Today’s Middle East nuclear reactor profile has become more complex, though. Iran now operates one Russian-designed 1,000-megawatt nuclear power plant at Bushehr and is building two others. In 2020, a new power reactor is scheduled to go online in the United Arab Emirates, where three others are under construction. Saudi Arabia, Jordan and Egypt also now plan power reactors.

At the same time, many nations in the region have increased their military capacity to destroy reactors. With more capable aircraft and ballistic missiles, Israel’s effectiveness has magnified. Iran’s capability has also improved — its missiles can now hit Israel — though its weapons lack pinpoint accuracy. Yet its surrogate, Hezbollah, is cited as the world’s most heavily armed non-state actor, and reportedly has thousands of rockets.

If a nuclear plant is hit, the results could be radiation hazards never seen in warfare. Several factors complicate risk projections.

First, with a nuclear plant, size does matter. The Dimona reactor, for example, is no Chernobyl — site of a 1986 catastrophic nuclear accident that Americans are now being vividly reminded of in a remarkable television miniseries. That atomic plant was orders of magnitude larger.

For the much smaller Israeli reactor, destruction would produce the equivalent of an immense dirty bomb, subject to countless variables: Will the reactor be operating at full power at the time of the attack? Will the strike release the heavy water surrounding the core to allow radiological dispersal? Will the munitions generate fires that eject material into the environment? Will the attack spread to spent fuel pools or high-level waste generated by on-site reprocessing to extract weapons plutonium?

Seasonal winds would also affect the spread of the contamination. Computer mapping of the region can help grapple with this. Beyond the reactor site and environs, where heavy contamination will be significant, computer simulations find that even the very light radioactive contamination projected elsewhere may lead to between dozens and hundreds of additional cancer victims.

At the same time, a military strike on Iran’s Bushehr plant, which is larger than Israel’s Dimona, could be highly destructive. The reactor contains substantial radioactive inventory that could be severely compromised in an intense war setting, which would make it difficult to mobilize the resources required to combat dangers. Weather data shows, however, that winds would likely spread contamination to sparsely populated zones along the Persian Gulf.

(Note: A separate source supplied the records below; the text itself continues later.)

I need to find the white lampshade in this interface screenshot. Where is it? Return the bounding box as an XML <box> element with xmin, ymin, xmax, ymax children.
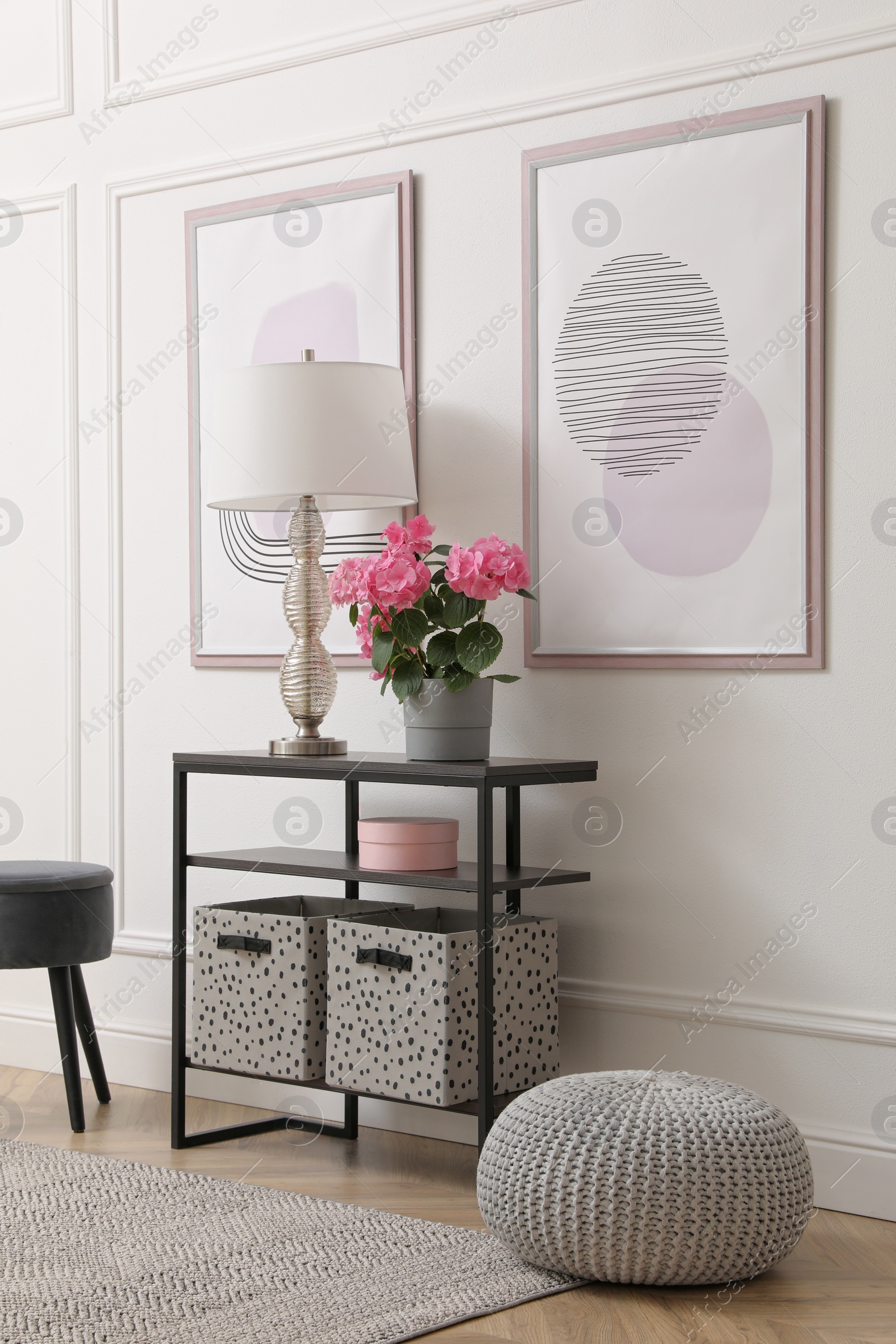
<box><xmin>203</xmin><ymin>360</ymin><xmax>417</xmax><ymax>514</ymax></box>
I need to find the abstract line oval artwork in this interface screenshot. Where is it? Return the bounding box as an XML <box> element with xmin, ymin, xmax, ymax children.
<box><xmin>553</xmin><ymin>253</ymin><xmax>771</xmax><ymax>575</ymax></box>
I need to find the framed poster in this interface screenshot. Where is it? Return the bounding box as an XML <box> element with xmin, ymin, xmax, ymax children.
<box><xmin>522</xmin><ymin>97</ymin><xmax>825</xmax><ymax>668</ymax></box>
<box><xmin>185</xmin><ymin>171</ymin><xmax>417</xmax><ymax>666</ymax></box>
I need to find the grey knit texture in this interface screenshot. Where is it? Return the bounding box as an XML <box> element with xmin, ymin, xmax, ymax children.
<box><xmin>0</xmin><ymin>1138</ymin><xmax>585</xmax><ymax>1344</ymax></box>
<box><xmin>477</xmin><ymin>1071</ymin><xmax>813</xmax><ymax>1284</ymax></box>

But Iran would also face the loss of a multibillion-dollar reactor that provides 10 percent of its electricity, coupled with cleanup costs mirroring Chernobyl and Fukushima in the many hundreds of billions of dollars. This calamity would likely overwhelm the resources of the ill prepared society.

Boosting missile and air defense around reactors is one obvious preparation — and Israel reportedly has done so. No defense, however, is foolproof.

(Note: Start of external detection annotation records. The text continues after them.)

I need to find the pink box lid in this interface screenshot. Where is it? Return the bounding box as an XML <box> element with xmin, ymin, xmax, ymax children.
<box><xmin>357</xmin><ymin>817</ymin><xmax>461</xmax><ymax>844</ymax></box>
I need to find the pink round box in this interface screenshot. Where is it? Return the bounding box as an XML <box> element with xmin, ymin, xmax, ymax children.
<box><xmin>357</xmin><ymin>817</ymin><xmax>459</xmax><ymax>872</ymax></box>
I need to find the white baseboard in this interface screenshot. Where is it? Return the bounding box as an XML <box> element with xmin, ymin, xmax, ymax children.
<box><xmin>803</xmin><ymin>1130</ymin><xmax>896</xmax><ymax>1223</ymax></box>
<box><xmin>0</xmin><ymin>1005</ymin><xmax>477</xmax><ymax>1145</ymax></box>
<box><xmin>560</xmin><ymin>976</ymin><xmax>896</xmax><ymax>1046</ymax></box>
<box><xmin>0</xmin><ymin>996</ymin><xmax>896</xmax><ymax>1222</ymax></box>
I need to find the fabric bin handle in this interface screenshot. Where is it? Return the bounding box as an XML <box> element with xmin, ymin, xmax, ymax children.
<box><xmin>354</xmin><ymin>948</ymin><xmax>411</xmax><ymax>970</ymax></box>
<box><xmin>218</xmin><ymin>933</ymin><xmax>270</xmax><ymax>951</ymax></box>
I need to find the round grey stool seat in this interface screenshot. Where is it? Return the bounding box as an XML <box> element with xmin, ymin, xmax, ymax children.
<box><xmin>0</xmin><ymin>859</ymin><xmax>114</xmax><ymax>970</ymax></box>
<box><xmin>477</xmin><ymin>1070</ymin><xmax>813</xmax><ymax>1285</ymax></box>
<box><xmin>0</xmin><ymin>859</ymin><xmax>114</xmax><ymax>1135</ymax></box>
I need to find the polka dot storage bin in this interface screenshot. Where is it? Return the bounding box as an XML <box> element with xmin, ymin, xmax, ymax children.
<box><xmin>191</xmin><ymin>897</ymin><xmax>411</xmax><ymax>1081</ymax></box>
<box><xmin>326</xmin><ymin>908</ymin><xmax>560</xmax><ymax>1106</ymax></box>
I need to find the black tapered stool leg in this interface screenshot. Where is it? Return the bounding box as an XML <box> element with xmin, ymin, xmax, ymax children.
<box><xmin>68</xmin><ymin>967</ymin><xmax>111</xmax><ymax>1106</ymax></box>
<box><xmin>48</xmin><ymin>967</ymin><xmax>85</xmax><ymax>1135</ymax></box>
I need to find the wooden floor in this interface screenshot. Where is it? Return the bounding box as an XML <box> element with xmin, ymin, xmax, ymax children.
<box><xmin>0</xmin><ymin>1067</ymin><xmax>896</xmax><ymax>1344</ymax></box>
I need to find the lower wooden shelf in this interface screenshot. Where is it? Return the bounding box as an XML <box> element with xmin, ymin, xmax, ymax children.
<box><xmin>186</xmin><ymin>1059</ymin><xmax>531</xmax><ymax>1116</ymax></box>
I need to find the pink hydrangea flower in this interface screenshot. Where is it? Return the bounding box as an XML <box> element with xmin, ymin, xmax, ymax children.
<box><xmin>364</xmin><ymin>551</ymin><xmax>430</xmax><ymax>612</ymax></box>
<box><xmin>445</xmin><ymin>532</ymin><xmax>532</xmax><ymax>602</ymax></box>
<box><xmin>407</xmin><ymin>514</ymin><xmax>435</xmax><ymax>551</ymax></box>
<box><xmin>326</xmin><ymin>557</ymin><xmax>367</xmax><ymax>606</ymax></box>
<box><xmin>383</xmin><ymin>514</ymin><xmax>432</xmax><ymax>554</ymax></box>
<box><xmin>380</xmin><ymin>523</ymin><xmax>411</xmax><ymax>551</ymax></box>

Countering these sorts of risks is challenging — to say the least. Today, international law does not actually prohibit attacks on reactors if they contribute to military operations, including electricity. (Though one comprehensive bilateral prohibition that could be a model is the 1988 agreement between India and Pakistan.)

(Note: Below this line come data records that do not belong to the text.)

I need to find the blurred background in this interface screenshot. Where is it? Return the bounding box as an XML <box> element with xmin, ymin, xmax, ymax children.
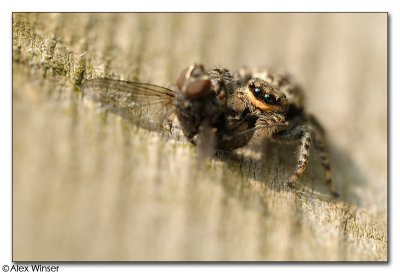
<box><xmin>13</xmin><ymin>13</ymin><xmax>388</xmax><ymax>261</ymax></box>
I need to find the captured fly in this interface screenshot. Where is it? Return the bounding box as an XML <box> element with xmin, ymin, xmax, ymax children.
<box><xmin>82</xmin><ymin>65</ymin><xmax>338</xmax><ymax>196</ymax></box>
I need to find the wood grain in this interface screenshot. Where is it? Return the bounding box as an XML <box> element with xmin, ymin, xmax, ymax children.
<box><xmin>13</xmin><ymin>13</ymin><xmax>388</xmax><ymax>261</ymax></box>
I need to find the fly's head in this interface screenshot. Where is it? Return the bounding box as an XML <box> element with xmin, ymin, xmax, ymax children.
<box><xmin>177</xmin><ymin>64</ymin><xmax>211</xmax><ymax>99</ymax></box>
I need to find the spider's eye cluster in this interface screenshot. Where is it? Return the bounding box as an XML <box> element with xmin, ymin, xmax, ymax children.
<box><xmin>249</xmin><ymin>82</ymin><xmax>280</xmax><ymax>105</ymax></box>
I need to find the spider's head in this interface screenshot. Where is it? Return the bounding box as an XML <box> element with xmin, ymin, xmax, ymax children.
<box><xmin>244</xmin><ymin>78</ymin><xmax>289</xmax><ymax>113</ymax></box>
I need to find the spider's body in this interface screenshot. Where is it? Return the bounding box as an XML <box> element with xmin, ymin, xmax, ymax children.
<box><xmin>83</xmin><ymin>65</ymin><xmax>338</xmax><ymax>196</ymax></box>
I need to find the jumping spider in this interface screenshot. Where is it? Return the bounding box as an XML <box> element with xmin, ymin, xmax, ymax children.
<box><xmin>83</xmin><ymin>65</ymin><xmax>338</xmax><ymax>197</ymax></box>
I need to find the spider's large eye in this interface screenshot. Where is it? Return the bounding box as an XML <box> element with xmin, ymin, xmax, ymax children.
<box><xmin>263</xmin><ymin>93</ymin><xmax>280</xmax><ymax>104</ymax></box>
<box><xmin>249</xmin><ymin>82</ymin><xmax>256</xmax><ymax>92</ymax></box>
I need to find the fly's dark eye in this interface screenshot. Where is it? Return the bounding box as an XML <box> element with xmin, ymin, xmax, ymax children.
<box><xmin>263</xmin><ymin>93</ymin><xmax>278</xmax><ymax>104</ymax></box>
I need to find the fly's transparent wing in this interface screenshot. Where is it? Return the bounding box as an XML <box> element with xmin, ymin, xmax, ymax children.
<box><xmin>82</xmin><ymin>79</ymin><xmax>174</xmax><ymax>130</ymax></box>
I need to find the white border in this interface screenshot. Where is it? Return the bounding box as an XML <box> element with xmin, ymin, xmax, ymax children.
<box><xmin>0</xmin><ymin>0</ymin><xmax>400</xmax><ymax>274</ymax></box>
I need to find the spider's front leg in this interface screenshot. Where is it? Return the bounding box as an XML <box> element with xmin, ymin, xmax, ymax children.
<box><xmin>273</xmin><ymin>125</ymin><xmax>339</xmax><ymax>197</ymax></box>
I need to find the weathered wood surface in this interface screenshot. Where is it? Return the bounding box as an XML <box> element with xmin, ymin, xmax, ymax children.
<box><xmin>13</xmin><ymin>13</ymin><xmax>387</xmax><ymax>261</ymax></box>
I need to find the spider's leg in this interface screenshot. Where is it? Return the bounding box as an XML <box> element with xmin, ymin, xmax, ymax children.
<box><xmin>313</xmin><ymin>134</ymin><xmax>339</xmax><ymax>197</ymax></box>
<box><xmin>272</xmin><ymin>125</ymin><xmax>312</xmax><ymax>187</ymax></box>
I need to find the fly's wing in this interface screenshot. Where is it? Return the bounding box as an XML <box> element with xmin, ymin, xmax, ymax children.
<box><xmin>82</xmin><ymin>79</ymin><xmax>174</xmax><ymax>130</ymax></box>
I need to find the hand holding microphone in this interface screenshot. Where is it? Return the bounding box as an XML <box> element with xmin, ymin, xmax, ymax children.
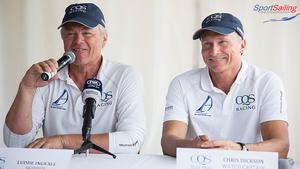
<box><xmin>41</xmin><ymin>51</ymin><xmax>76</xmax><ymax>81</ymax></box>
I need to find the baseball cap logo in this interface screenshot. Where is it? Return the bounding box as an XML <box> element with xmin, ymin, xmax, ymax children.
<box><xmin>205</xmin><ymin>14</ymin><xmax>222</xmax><ymax>23</ymax></box>
<box><xmin>69</xmin><ymin>5</ymin><xmax>87</xmax><ymax>14</ymax></box>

Boosting missile and air defense around reactors is one obvious preparation — and Israel reportedly has done so. No defense, however, is foolproof. Foolproof would be closure of Dimona, the world’s oldest reactor. The alternative — a temporary reactor shutdown removing the core, spent fuel and liquid wastes into deep bunkered structures under the large reactor compound — could reduce radioactive releases.

Bushehr, which shuts down operations for normal maintenance, could also reduce radiological consequences if operators remove the core and spent fuel.

Acknowledging that mutually assured radioactive contamination would result from nuclear reactor attacks should be sobering enough to prompt all across the Middle East to heed the terrible lessons of Chernobyl: Releases of large inventories of radiation into the environment only sow grief that will last generations, benefiting no one.